The solution: submit quality patent applications. The inventor should be able to read the patent application and point to places in the application where they clearly see their invention reflected, preferably in the context of solving a problem in the relevant art. In the same breath, if the inventor doesn’t understand something in the application, chances are Examiners at the USPTO won’t understand it either. The patent applications needs to make sense to more than just its author. Submit a quality patent application, and get a quality Office Action in return. A quality Office Action will hone in on the substantive issues quickly and likely result in decreased prosecution times and cost.
The next big step to better, faster patent prosecution is to work collaboratively with the Examiner early and often. If you’re stuck with a poorly drafted application, talking with the Examiner is imperative. Get them on the right track so the application can move towards a final disposition.
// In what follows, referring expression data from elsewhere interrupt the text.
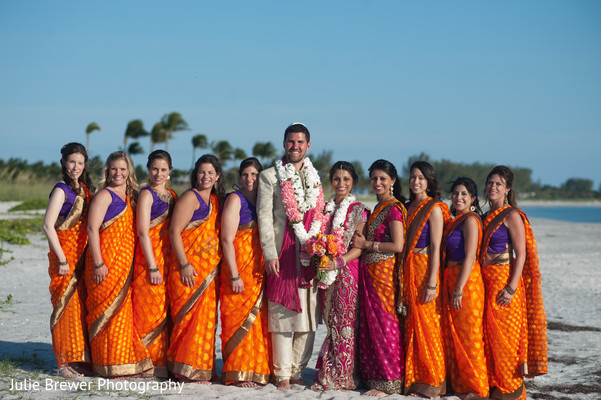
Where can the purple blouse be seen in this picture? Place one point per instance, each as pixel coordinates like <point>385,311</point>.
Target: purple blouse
<point>71,195</point>
<point>248,212</point>
<point>499,240</point>
<point>424,237</point>
<point>159,206</point>
<point>202,211</point>
<point>117,206</point>
<point>455,245</point>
Otherwise, you (and the Examiner) are set on a long, frustrating path of confusing Office Actions and flabbergasted Office Action responses. Even with a quality application, though, the USPTO stresses working with the Examiner before and between Office Actions, and they strongly encourage that patent attorneys be respectful about it. The Examiners are not your enemy. They have a job to do, just like we, as patent attorneys do, and being adversarial isn’t productive. Talking with them respectfully about the application, the claims, and the cited art will clarify aspects of the invention on both sides and make it clear what the applicant can do, if anything, to move the application towards allowance. Open your mind to their perspective. Help them help you.
Remember: quality in, quality out. Draft a high-quality, meaningful patent application. Have high-quality, collaborative interactions with the Examiners early and often. You will end up with a better patent in the end and will do so faster and with less expense. That means a happy client, and happy clients are what good practices are built on.